The KL (Kullback-Leibler) distance ranking function helps identify guides with significantly different spatial distributions compared to a reference distribution.

.. py:function:: rank_by_relative_entropy(adata, reference_guide='sum', control_guide='sgNon-targeting', result_field='KL distance', guide_list=None, n_top=50)

   Ranks guides by their KL divergence from a reference distribution.

   :param adata: AnnData object containing spatial transcriptomics data
   :param reference_guide: Reference distribution to compare against. Can be either 'sum' (sum of all guides) or 'ntc' (non-targeting control guide). Default is 'sum'.
   :param control_guide: Name of the non-targeting control guide in the dataset. Default is 'sgNon-targeting'.
   :param result_field: Name of the field to store results in adata.uns. Default is 'KL distance'.
   :param guide_list: Optional list of guides to analyze. If None, all guides will be analyzed. Default is None.
   :param n_top: Number of top guides to return in the results. Default is 50.
   :return: None. Results are stored in adata.uns[result_field] as a pandas DataFrame.

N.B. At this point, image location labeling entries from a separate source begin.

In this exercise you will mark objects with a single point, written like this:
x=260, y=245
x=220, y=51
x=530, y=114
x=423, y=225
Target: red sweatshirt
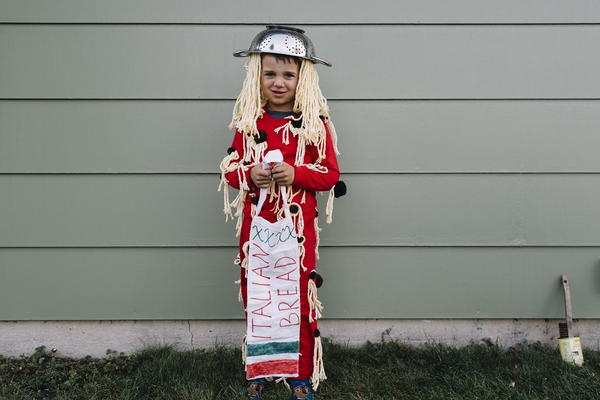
x=305, y=179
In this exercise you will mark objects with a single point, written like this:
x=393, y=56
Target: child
x=281, y=108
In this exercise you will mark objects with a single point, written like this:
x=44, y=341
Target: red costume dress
x=314, y=175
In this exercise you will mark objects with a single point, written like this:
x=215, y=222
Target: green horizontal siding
x=307, y=11
x=375, y=136
x=89, y=284
x=401, y=210
x=132, y=118
x=196, y=62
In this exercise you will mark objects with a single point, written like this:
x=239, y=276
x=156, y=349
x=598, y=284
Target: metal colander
x=286, y=40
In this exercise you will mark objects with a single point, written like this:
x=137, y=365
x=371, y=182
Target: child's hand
x=283, y=174
x=260, y=177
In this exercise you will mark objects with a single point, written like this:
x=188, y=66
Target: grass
x=385, y=370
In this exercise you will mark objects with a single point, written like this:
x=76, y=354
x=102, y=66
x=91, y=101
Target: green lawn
x=386, y=370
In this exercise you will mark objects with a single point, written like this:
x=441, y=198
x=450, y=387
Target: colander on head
x=286, y=40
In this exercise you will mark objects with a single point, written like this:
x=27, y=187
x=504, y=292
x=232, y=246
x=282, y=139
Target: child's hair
x=309, y=102
x=284, y=58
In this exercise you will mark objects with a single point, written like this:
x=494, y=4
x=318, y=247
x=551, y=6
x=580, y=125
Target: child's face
x=278, y=81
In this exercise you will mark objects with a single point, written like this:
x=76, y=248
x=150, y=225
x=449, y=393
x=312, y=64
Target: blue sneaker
x=255, y=388
x=302, y=389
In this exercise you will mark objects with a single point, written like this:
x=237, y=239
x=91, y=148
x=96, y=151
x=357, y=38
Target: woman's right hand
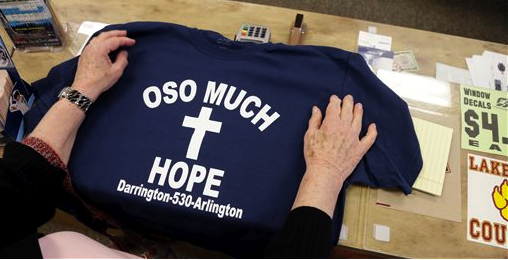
x=332, y=149
x=96, y=72
x=332, y=146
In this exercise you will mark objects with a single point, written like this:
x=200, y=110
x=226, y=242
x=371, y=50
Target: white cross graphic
x=201, y=125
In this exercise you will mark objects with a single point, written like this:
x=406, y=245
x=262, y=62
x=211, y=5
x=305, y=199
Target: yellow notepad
x=435, y=141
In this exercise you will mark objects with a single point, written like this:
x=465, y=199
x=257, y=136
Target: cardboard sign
x=487, y=201
x=484, y=120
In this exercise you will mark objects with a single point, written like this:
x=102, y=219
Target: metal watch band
x=75, y=97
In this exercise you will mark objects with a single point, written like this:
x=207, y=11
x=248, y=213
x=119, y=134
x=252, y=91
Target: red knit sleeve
x=46, y=151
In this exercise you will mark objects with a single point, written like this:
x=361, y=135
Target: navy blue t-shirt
x=202, y=138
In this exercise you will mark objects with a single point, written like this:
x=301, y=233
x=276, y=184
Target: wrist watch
x=74, y=96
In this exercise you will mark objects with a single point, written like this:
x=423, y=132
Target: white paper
x=419, y=88
x=373, y=40
x=87, y=29
x=499, y=66
x=453, y=74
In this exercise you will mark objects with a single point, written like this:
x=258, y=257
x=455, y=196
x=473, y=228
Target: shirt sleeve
x=29, y=185
x=395, y=158
x=307, y=233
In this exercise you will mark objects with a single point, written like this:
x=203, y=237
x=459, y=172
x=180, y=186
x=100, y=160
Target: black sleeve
x=307, y=233
x=28, y=189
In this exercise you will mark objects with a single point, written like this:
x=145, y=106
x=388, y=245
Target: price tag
x=484, y=120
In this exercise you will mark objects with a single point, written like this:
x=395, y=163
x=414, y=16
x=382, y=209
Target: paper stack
x=489, y=70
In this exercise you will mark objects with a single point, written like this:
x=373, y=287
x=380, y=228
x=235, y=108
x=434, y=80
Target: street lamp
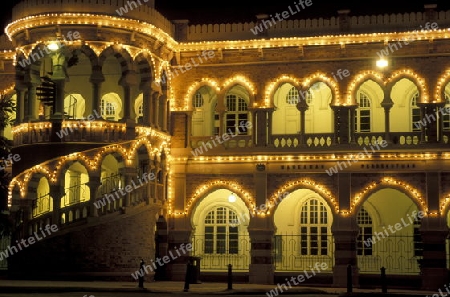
x=232, y=198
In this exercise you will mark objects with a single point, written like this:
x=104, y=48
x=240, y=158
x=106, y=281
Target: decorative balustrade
x=42, y=205
x=239, y=256
x=405, y=138
x=396, y=253
x=300, y=252
x=74, y=213
x=317, y=26
x=75, y=194
x=207, y=143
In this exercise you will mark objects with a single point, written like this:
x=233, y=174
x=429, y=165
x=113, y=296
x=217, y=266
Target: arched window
x=418, y=244
x=363, y=114
x=446, y=115
x=108, y=109
x=415, y=113
x=314, y=228
x=198, y=100
x=363, y=245
x=293, y=96
x=236, y=115
x=221, y=233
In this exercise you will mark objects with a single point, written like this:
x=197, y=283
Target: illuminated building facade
x=269, y=151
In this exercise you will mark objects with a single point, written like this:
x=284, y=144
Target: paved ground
x=26, y=286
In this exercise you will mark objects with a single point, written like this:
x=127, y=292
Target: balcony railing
x=396, y=253
x=296, y=252
x=218, y=261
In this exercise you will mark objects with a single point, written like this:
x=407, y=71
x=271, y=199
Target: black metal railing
x=296, y=252
x=398, y=254
x=238, y=256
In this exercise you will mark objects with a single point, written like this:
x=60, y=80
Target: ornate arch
x=414, y=77
x=386, y=182
x=296, y=184
x=122, y=56
x=205, y=189
x=359, y=79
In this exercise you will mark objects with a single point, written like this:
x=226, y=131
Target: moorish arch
x=76, y=180
x=369, y=114
x=205, y=84
x=276, y=83
x=220, y=231
x=406, y=95
x=415, y=78
x=122, y=56
x=311, y=81
x=243, y=83
x=291, y=186
x=203, y=103
x=389, y=236
x=208, y=187
x=359, y=79
x=414, y=194
x=442, y=88
x=303, y=235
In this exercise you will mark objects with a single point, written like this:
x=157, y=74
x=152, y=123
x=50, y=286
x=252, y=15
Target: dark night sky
x=245, y=10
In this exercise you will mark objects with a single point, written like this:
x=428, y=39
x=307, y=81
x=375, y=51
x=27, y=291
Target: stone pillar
x=146, y=106
x=352, y=132
x=93, y=184
x=258, y=131
x=161, y=245
x=128, y=173
x=345, y=232
x=96, y=79
x=176, y=269
x=261, y=231
x=433, y=118
x=56, y=192
x=128, y=82
x=20, y=104
x=302, y=106
x=155, y=100
x=163, y=116
x=59, y=78
x=32, y=110
x=387, y=104
x=58, y=112
x=269, y=126
x=341, y=124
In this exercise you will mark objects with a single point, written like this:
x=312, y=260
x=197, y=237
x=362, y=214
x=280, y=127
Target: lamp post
x=232, y=198
x=58, y=76
x=387, y=102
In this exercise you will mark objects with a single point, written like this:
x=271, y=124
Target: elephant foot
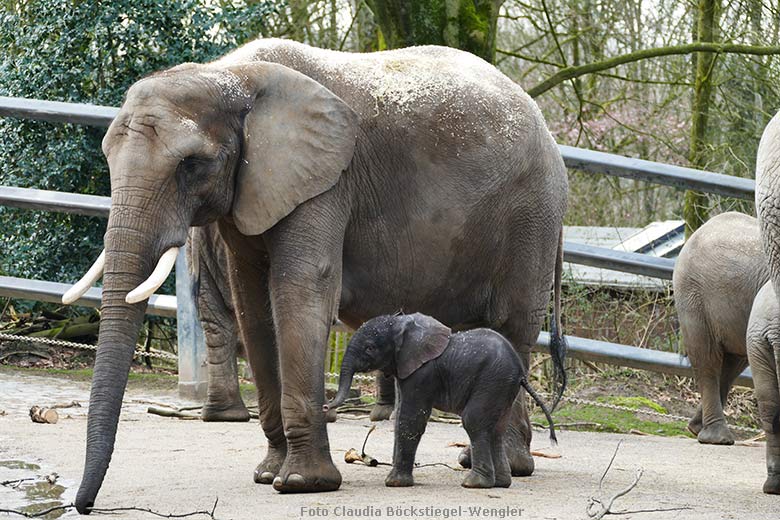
x=381, y=412
x=304, y=473
x=772, y=485
x=266, y=471
x=215, y=412
x=477, y=480
x=716, y=433
x=521, y=463
x=399, y=479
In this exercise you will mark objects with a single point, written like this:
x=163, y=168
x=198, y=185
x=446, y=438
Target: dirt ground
x=176, y=466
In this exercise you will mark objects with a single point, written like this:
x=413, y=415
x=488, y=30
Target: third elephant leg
x=385, y=401
x=224, y=401
x=733, y=365
x=250, y=289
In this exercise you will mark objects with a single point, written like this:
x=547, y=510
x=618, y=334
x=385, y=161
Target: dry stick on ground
x=114, y=510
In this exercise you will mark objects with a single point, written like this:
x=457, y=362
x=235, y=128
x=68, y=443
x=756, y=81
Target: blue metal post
x=193, y=374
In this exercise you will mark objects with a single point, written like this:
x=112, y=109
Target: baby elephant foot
x=267, y=470
x=216, y=413
x=772, y=485
x=478, y=480
x=381, y=412
x=399, y=479
x=716, y=433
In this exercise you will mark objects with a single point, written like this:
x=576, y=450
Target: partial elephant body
x=207, y=259
x=344, y=185
x=763, y=333
x=718, y=273
x=763, y=347
x=476, y=374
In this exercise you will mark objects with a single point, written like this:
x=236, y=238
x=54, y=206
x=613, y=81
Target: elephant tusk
x=88, y=280
x=156, y=279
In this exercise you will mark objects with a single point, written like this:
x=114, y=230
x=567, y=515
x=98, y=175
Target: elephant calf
x=763, y=348
x=718, y=273
x=476, y=374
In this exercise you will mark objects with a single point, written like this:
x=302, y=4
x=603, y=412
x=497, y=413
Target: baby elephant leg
x=410, y=422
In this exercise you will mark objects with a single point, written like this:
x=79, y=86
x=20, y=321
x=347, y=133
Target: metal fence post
x=193, y=374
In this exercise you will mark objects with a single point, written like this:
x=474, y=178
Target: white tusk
x=156, y=279
x=88, y=280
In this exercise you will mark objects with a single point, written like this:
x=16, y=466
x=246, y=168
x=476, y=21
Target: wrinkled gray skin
x=768, y=210
x=763, y=347
x=476, y=374
x=719, y=271
x=207, y=260
x=385, y=400
x=347, y=185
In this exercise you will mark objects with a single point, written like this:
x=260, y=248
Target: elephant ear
x=420, y=339
x=298, y=138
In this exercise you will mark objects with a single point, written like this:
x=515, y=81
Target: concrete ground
x=176, y=466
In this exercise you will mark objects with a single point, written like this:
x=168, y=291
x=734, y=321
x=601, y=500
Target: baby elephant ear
x=298, y=138
x=423, y=339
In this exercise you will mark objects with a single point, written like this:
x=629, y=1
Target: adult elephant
x=343, y=184
x=207, y=258
x=719, y=271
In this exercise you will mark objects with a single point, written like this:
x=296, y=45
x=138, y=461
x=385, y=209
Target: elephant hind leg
x=706, y=356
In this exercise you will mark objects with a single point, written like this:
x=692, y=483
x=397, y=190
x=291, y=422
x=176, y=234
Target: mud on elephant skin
x=346, y=185
x=719, y=271
x=476, y=374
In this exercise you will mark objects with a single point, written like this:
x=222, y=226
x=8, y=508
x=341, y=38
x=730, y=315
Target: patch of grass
x=612, y=421
x=634, y=402
x=134, y=379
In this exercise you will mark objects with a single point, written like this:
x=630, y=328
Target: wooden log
x=42, y=415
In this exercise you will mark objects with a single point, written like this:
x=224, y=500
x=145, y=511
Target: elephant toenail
x=265, y=477
x=296, y=480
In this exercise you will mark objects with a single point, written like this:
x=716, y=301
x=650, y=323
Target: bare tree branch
x=719, y=48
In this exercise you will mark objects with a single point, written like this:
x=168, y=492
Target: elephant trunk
x=128, y=255
x=345, y=381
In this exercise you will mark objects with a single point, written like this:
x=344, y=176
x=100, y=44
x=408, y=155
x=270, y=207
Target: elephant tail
x=541, y=404
x=558, y=344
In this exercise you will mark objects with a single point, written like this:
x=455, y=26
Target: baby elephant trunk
x=541, y=404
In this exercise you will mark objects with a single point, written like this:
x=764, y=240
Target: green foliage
x=90, y=52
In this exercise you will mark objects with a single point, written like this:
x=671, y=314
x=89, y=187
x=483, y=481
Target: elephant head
x=397, y=345
x=248, y=142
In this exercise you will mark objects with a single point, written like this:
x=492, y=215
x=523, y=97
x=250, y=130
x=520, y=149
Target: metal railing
x=577, y=158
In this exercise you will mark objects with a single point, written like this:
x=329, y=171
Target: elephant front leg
x=223, y=401
x=249, y=286
x=304, y=299
x=385, y=403
x=410, y=422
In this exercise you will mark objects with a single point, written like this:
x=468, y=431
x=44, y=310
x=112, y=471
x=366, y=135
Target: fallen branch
x=172, y=412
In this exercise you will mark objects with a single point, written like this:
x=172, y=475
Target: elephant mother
x=347, y=185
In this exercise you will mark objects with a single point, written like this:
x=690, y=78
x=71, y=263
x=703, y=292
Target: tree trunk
x=469, y=25
x=695, y=209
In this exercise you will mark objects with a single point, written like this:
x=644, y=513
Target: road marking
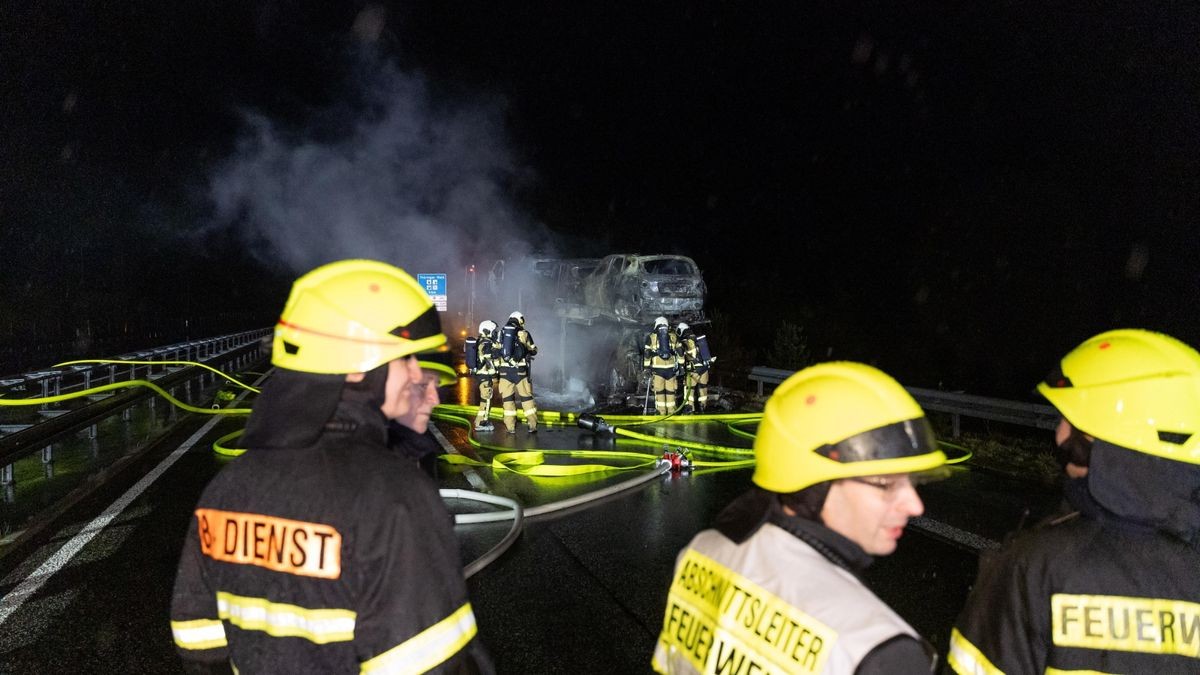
x=25, y=590
x=30, y=585
x=472, y=475
x=960, y=537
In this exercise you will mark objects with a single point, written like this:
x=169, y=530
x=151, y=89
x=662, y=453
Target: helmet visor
x=905, y=438
x=426, y=324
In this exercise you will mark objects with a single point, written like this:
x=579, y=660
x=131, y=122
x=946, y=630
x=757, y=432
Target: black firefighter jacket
x=335, y=557
x=1113, y=590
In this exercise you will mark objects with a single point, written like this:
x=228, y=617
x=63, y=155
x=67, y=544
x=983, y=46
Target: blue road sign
x=436, y=286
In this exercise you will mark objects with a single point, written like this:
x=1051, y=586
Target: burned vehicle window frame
x=624, y=285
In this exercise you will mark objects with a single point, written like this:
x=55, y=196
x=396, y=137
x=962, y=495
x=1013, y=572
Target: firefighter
x=663, y=357
x=775, y=586
x=486, y=353
x=696, y=363
x=322, y=550
x=1115, y=589
x=517, y=350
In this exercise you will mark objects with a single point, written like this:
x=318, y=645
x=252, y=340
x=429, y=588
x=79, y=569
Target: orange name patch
x=309, y=549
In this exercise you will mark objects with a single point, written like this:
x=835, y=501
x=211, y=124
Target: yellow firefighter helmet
x=840, y=419
x=353, y=316
x=1133, y=388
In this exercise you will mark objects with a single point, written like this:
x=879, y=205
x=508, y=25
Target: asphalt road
x=581, y=591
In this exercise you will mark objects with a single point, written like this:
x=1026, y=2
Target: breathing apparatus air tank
x=471, y=352
x=511, y=347
x=664, y=341
x=702, y=353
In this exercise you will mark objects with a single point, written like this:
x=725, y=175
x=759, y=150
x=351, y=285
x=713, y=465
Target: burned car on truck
x=637, y=287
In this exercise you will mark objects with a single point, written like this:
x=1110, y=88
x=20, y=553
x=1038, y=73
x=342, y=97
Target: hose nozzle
x=594, y=423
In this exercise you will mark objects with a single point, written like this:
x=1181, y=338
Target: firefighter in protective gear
x=1115, y=589
x=696, y=364
x=321, y=549
x=663, y=358
x=487, y=352
x=777, y=586
x=517, y=350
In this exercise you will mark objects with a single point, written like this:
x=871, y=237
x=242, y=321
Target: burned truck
x=604, y=308
x=637, y=288
x=621, y=298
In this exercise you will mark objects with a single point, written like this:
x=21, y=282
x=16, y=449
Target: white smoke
x=414, y=183
x=415, y=180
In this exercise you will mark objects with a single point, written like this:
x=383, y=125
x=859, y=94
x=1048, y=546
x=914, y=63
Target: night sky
x=958, y=192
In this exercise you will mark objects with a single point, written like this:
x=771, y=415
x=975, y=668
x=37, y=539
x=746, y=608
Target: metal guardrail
x=958, y=405
x=53, y=382
x=21, y=438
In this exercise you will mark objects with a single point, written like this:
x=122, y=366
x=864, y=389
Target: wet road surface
x=581, y=591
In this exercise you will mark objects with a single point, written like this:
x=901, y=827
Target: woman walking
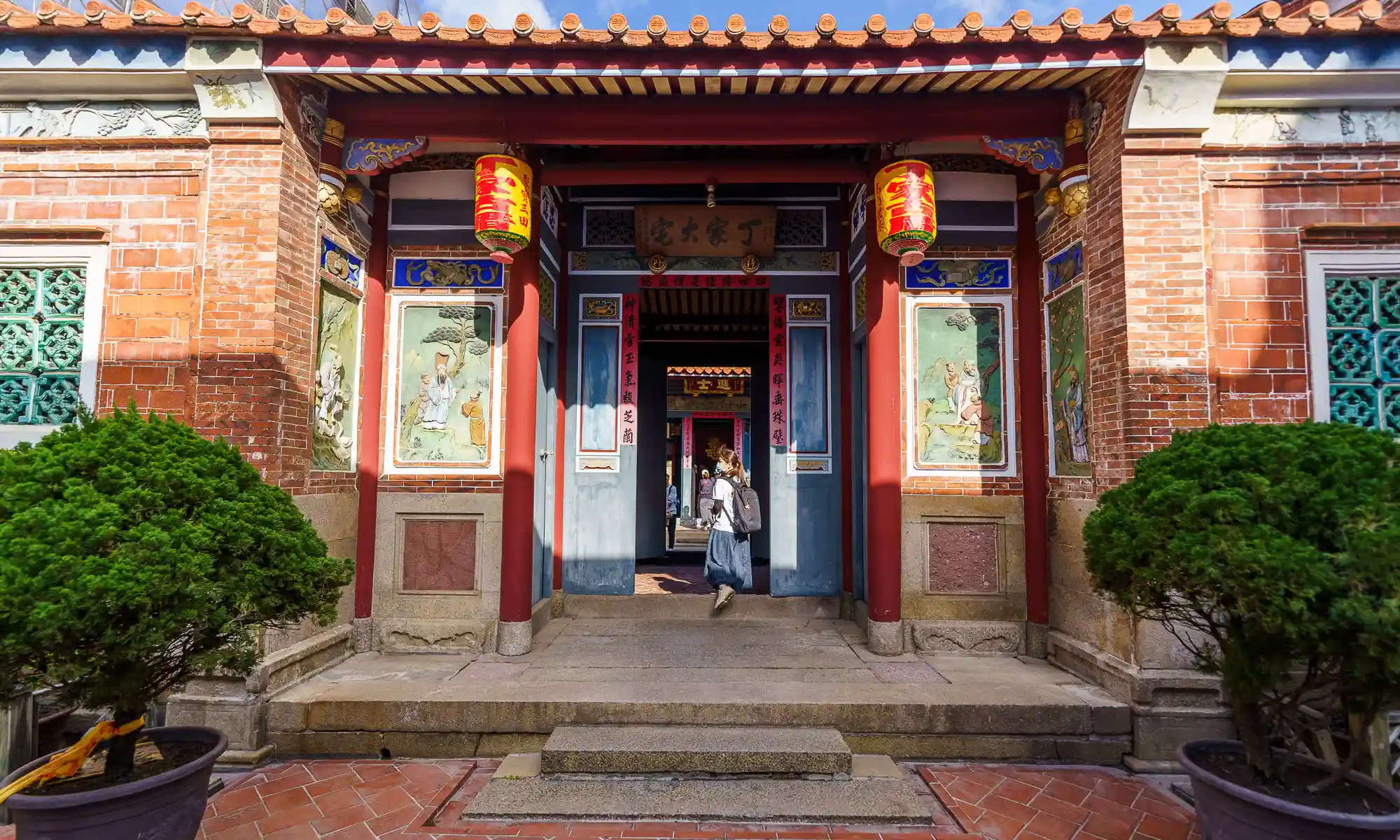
x=706, y=499
x=727, y=562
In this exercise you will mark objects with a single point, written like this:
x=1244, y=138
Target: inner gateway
x=705, y=337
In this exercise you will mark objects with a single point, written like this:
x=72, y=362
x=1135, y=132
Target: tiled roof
x=708, y=372
x=1264, y=20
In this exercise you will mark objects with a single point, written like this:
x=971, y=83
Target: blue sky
x=850, y=15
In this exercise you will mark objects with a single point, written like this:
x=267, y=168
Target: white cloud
x=499, y=13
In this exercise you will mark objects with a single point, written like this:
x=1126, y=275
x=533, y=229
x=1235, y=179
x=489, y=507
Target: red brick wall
x=211, y=298
x=1259, y=205
x=145, y=202
x=1107, y=312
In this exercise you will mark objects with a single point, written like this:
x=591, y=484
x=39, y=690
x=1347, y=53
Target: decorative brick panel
x=439, y=555
x=964, y=559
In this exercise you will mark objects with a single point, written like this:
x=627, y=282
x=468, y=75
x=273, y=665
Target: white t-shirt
x=724, y=492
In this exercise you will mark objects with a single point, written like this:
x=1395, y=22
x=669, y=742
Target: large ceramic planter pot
x=1228, y=811
x=166, y=807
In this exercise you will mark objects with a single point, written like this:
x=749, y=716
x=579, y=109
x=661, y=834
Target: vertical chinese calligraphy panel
x=688, y=436
x=778, y=372
x=631, y=351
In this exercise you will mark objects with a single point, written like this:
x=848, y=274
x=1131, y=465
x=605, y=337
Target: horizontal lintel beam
x=705, y=121
x=646, y=173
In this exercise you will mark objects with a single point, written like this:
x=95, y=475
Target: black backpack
x=747, y=516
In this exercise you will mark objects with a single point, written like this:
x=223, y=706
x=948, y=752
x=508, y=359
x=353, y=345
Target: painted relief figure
x=960, y=405
x=446, y=369
x=338, y=355
x=1069, y=387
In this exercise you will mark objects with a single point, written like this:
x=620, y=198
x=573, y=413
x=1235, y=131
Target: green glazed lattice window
x=1364, y=351
x=41, y=344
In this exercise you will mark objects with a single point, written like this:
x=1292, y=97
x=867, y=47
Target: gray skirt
x=727, y=561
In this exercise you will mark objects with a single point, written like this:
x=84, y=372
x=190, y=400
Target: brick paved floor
x=424, y=800
x=1052, y=804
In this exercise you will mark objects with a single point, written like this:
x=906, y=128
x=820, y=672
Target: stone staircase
x=702, y=774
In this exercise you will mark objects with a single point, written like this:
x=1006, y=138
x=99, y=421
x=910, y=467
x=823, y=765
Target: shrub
x=1273, y=554
x=136, y=555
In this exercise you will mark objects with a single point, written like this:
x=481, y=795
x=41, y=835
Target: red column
x=844, y=341
x=562, y=356
x=372, y=397
x=883, y=517
x=513, y=635
x=1031, y=379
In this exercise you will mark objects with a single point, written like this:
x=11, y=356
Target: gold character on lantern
x=503, y=205
x=905, y=218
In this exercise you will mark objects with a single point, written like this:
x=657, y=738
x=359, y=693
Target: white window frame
x=94, y=258
x=1317, y=267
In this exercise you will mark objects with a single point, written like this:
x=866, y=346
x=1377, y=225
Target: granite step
x=696, y=750
x=860, y=802
x=701, y=607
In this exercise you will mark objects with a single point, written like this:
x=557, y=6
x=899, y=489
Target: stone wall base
x=435, y=636
x=978, y=639
x=1170, y=706
x=237, y=706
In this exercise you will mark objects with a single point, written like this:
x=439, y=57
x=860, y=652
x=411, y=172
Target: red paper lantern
x=905, y=218
x=503, y=214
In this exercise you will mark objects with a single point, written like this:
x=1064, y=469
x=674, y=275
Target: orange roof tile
x=1298, y=18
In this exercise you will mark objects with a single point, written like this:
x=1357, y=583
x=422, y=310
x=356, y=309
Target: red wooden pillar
x=513, y=634
x=562, y=356
x=370, y=449
x=883, y=440
x=1031, y=379
x=844, y=341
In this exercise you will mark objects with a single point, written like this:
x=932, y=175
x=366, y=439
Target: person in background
x=706, y=499
x=673, y=512
x=729, y=565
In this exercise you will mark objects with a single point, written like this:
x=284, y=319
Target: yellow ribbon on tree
x=71, y=761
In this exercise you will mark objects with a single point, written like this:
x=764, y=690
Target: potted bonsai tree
x=134, y=556
x=1273, y=555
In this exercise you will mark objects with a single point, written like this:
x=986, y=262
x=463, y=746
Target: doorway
x=624, y=407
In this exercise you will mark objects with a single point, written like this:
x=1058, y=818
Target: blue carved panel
x=954, y=275
x=93, y=54
x=449, y=274
x=340, y=265
x=1065, y=268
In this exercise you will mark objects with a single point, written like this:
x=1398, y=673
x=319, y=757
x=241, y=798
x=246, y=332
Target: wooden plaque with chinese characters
x=695, y=230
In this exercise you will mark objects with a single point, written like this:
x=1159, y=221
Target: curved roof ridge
x=1294, y=18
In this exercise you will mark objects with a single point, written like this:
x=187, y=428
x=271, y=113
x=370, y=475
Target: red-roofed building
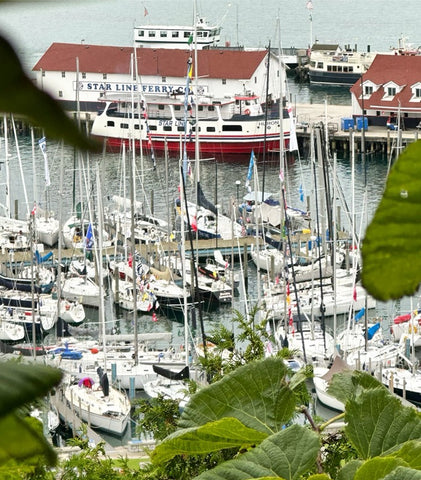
x=391, y=86
x=98, y=70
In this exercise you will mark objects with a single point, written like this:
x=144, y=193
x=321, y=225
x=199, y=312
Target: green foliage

The function computes the KL divergence between each guide's spatial distribution and the reference distribution. A higher KL distance indicates a more distinct spatial pattern compared to the reference.

Example usage:

.. note:: 

    KL Distance Ranking is generally a method to model distribution of guides that have low spatial resolution or the spatial encoding is not the essential feature.
    As KL Distance Ranking dicards the spatial relationship between locations.

.. code-block:: 

    import B_cluster_independent
    B_cluster_independent.rank_by_relative_entropy(adata, reference_guide='sum')
    D_plot_ranking.plot_ranking(adata, 'KL distance')

The result is shown below.

.. image:: ../_images/KL_bar.png
   :align: center

We can check the distribution of the guides with high KL distance.

.. image:: ../_images/KL_hist.png
   :align: center

All KL distance results are stored in the :py:attr:`adata.uns` attribute named 'KL distance' by default.